Specifically, they loved that the main floor includes two wings – one for the living spaces and one for bedrooms. The open kitchen, dining room, and living room area allows for the flow of daily life: from breakfast at a kitchen island made of reclaimed wood, to homework at the ten-foot, ten-inch-long walnut dining room table made by Begley’s dad, which also serves as the location for big Sunday night family dinners. On weekends, game nights unfold in the living room, which features a wide bookcase and plenty of comfortable seating.
Located off the kitchen is a solar greenhouse where Stimola, an enthusiastic cook, starts tomatoes, peppers, squash, cucumbers, eggplant, marigolds, zinnias, and herbs in early spring to transplant in the outdoor garden. Her office is located on the same level, just off the foyer. Begley’s workspace, meanwhile, is a detached tattoo studio near the garage. “I used to have to drive an hour to the tattoo place in New York, where the view out the window was a gas station,” he said. “I like the simplicity of it. I have to walk outside to get to it, but I appreciate that.”

Between the main living space and the guest and primary bedrooms is a small, cozy spot where the twins can play and settle in to watch television. A washer and dryer are thoughtfully hidden behind a wooden door in the hallway outside the bedrooms.
The primary bedroom itself is simple, comfortable, and peaceful with large windows that look out onto the natural surroundings. On either side of the bed, there are two hanging light fixtures with multicolored strands of string arranged to serve as lampshades. The same lighting design hangs above the dining room table. Stimola said they rarely use overhead lights because the other lighting sources throughout the house feature a softer option. An art deco tulip design in stained glass provides an additional pop of personality and color. “Ryan says it looks like martini glasses,” Stimola chuckled.
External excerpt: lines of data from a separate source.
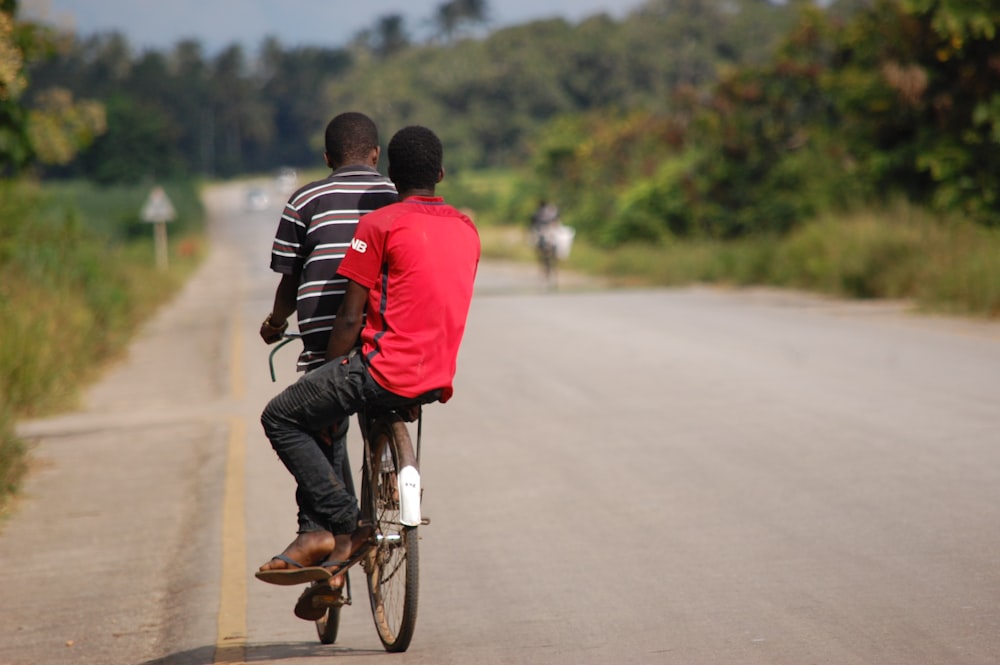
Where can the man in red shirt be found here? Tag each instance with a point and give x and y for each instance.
(411, 266)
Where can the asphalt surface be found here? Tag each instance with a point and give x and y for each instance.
(691, 476)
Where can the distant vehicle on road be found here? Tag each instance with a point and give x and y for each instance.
(257, 199)
(286, 180)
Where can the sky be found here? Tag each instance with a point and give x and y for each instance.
(160, 24)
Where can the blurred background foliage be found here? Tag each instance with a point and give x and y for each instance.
(850, 147)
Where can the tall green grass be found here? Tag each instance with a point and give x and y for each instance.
(77, 275)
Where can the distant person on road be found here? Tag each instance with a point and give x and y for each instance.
(313, 234)
(412, 265)
(545, 225)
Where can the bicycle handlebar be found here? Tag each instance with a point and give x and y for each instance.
(286, 338)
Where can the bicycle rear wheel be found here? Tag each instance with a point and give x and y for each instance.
(392, 568)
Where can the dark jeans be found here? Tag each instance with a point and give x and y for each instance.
(319, 399)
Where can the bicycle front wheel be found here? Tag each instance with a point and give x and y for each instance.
(392, 569)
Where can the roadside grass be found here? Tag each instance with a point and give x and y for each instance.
(77, 277)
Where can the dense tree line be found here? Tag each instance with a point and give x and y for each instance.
(180, 112)
(859, 104)
(713, 118)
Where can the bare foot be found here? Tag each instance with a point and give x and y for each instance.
(348, 546)
(308, 549)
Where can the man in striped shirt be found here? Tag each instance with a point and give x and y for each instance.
(313, 235)
(315, 231)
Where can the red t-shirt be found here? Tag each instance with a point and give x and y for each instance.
(418, 259)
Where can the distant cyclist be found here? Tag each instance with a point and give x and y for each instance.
(545, 224)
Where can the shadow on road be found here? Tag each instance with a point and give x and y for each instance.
(258, 653)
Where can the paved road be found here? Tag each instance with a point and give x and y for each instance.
(644, 476)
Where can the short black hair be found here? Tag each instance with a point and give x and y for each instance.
(350, 137)
(415, 156)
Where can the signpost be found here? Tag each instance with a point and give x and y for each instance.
(158, 211)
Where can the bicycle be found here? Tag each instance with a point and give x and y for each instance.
(390, 504)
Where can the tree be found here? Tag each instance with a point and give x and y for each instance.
(55, 130)
(450, 17)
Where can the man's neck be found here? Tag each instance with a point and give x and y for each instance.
(416, 192)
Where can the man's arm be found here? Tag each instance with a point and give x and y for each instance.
(347, 325)
(284, 306)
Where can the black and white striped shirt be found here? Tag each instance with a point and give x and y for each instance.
(315, 230)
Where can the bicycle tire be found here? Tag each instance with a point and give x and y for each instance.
(393, 568)
(329, 625)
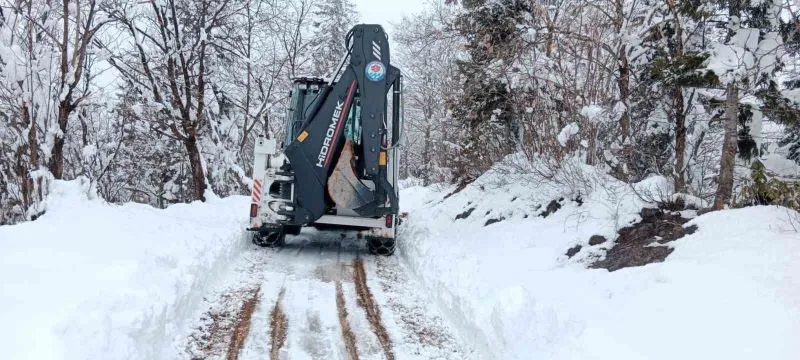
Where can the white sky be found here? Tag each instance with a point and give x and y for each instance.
(383, 11)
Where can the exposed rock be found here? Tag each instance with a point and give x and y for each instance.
(552, 207)
(632, 246)
(597, 240)
(492, 221)
(465, 214)
(573, 250)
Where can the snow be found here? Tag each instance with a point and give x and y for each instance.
(567, 132)
(592, 112)
(90, 280)
(728, 291)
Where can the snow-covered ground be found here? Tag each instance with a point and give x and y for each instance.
(729, 291)
(90, 280)
(481, 274)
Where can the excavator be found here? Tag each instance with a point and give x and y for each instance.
(336, 167)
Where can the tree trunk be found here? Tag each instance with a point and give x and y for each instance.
(725, 188)
(198, 174)
(426, 154)
(680, 141)
(57, 153)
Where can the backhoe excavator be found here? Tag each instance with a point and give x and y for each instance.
(337, 165)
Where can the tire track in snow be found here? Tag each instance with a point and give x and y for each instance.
(420, 328)
(347, 333)
(242, 327)
(367, 301)
(278, 327)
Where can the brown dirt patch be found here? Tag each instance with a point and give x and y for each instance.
(633, 246)
(242, 326)
(279, 324)
(367, 301)
(215, 339)
(347, 332)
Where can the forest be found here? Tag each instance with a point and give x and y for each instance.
(160, 101)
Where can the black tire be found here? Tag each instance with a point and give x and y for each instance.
(381, 246)
(273, 239)
(293, 230)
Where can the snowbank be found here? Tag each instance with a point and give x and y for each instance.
(729, 291)
(90, 280)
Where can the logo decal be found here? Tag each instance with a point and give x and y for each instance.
(376, 71)
(376, 50)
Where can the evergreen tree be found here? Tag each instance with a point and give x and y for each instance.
(484, 104)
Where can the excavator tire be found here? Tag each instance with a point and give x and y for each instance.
(273, 239)
(380, 246)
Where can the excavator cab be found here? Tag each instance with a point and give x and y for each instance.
(337, 164)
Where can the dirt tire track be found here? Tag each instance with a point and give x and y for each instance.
(367, 301)
(279, 325)
(242, 326)
(347, 332)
She said it took a bit of persuading to get them to agree to a first-floor master bedroom. “That was a mental block,” Stimola admitted. “But I do worry about the stairs in [Ryan’s parents’] house. Matt said, ‘You’re going to live here forever, so just be on the ground floor.’”
The second floor is comprised of the twins’ bedrooms – mirror images of each other so that one room isn’t an inch larger than the other – with a shared bath. Right now, the rooms are furnished with bunk beds, but there is lighting arranged on one wall so that when they get older, there will be reading lights on either side of their full-sized beds.
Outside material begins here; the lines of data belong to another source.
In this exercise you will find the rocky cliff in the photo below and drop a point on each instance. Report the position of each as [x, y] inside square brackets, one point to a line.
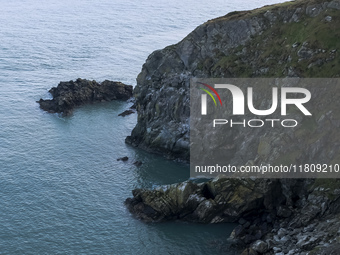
[68, 95]
[293, 39]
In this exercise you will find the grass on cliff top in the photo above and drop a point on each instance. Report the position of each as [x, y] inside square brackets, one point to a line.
[273, 49]
[237, 15]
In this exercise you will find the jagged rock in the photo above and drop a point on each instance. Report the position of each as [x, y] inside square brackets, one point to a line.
[240, 44]
[222, 198]
[249, 251]
[138, 163]
[68, 95]
[260, 246]
[125, 113]
[123, 159]
[247, 44]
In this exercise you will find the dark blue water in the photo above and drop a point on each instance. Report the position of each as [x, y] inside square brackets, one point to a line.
[61, 188]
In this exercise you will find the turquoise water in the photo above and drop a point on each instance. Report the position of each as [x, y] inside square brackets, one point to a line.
[61, 188]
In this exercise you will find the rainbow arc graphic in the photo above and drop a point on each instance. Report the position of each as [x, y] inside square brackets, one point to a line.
[209, 93]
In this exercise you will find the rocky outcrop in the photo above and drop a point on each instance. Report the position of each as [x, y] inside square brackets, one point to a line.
[294, 39]
[220, 200]
[68, 95]
[274, 216]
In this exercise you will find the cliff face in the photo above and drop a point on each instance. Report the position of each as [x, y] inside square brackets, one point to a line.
[293, 39]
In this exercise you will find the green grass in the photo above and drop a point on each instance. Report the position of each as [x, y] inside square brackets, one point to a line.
[273, 48]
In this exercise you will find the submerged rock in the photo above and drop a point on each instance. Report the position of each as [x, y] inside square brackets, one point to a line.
[68, 95]
[219, 200]
[123, 159]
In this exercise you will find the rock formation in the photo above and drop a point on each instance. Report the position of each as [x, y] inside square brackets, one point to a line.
[293, 39]
[68, 95]
[274, 216]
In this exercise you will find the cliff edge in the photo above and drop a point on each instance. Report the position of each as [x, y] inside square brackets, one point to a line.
[292, 39]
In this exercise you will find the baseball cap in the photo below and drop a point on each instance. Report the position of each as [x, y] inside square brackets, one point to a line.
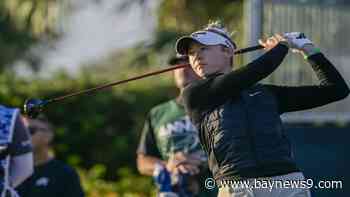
[176, 59]
[208, 36]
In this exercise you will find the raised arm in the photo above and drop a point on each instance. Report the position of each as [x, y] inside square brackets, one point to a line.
[332, 87]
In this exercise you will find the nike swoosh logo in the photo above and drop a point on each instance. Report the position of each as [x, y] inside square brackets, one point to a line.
[255, 93]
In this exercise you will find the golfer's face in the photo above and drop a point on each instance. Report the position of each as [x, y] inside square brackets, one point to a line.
[206, 60]
[184, 76]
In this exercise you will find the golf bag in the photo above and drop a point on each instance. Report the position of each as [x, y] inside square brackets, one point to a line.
[7, 124]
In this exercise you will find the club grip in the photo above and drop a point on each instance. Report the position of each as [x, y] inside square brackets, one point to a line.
[248, 49]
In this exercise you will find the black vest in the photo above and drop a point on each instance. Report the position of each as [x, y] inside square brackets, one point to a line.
[244, 137]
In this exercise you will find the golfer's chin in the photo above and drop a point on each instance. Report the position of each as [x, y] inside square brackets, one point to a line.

Throughout the home, the owners made sure that every design feature serves a distinct purpose. There are reclaimed oak floors – better to have distressed wood with two kids running around the house – as well as built-in wardrobes in each of the four bedrooms. “We didn’t want a dresser and other ‘stuff’ to put more ‘stuff’ on,” Stimola said. “The built-ins fit into the function and form of the house.” Begley’s tattoo studio has mini splits for heating and cooling and a restroom for clients.
And then there are the large, triple-glazed windows throughout the house. Before the first nail was even driven, architect Coffey spent time at the site studying where the sun was positioned during different times of day so that when the windows were installed, they would serve as a passive solar heat source. “Matt did a phenomenal job positioning the house, watching where the sun would hit,” Begley said. “We hardly ever use the heat because the…windows heat [the house] up.”
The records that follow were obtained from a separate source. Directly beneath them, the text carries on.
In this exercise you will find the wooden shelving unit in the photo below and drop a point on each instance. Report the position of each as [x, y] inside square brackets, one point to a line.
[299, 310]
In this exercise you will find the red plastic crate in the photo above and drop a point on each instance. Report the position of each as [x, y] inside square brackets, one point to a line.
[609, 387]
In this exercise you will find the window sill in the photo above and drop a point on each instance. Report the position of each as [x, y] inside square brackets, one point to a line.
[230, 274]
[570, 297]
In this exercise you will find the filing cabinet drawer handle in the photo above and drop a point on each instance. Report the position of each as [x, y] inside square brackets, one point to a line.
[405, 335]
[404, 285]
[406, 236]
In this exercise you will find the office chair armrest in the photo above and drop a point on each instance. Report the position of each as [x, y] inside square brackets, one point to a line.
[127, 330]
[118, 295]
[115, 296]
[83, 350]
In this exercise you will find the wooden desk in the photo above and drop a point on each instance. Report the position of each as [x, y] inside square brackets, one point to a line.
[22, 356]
As for the home’s décor, interesting touches of color abound, such as the lichen-colored cabinetry in the kitchen, the “grandma gold” (Stimola’s term for the color that dominated the 1970s) upholstery on the long window seat cushion in the living room, and pops of orange and green. Stimola’s office has an orange Formica desktop, while the twins’ bedrooms have an orange and a green desktop. Both the upstairs and guest room bathrooms have bright orange tiles surrounding the tub and neon-green shower curtains. Stimola smiled as she led a tour around the home. “I really do like orange. It’s a really happy color for me – it’s both summer and fall.”
With the help of interior designer Beth Kostman at South Mountain, Stimola and Begley incorporated nostalgic elements. Stimola’s parents found the Steuben tinted-glass fixture that lights the staircase leading to the twins’ bedrooms at an antique shop years ago; Begley’s late maternal grandmother’s heirloom clock sits in the living room; and framed posters that hung in Stimola’s childhood bedroom are now in the twins’ rooms. The walls throughout are painted white, the perfect backdrop for all the artwork, stained glass, and various pops of color. The only painted surfaces are the risers on the stairs – navy blue to hide scuff marks – another practical consideration.

From start to finish, construction took a little over a year, with the homeowners moving in full-time in February 2023. Now settled into their forever home, they realize how fortunate they are to have built a place that serves their young family, and that will keep serving them long into the future.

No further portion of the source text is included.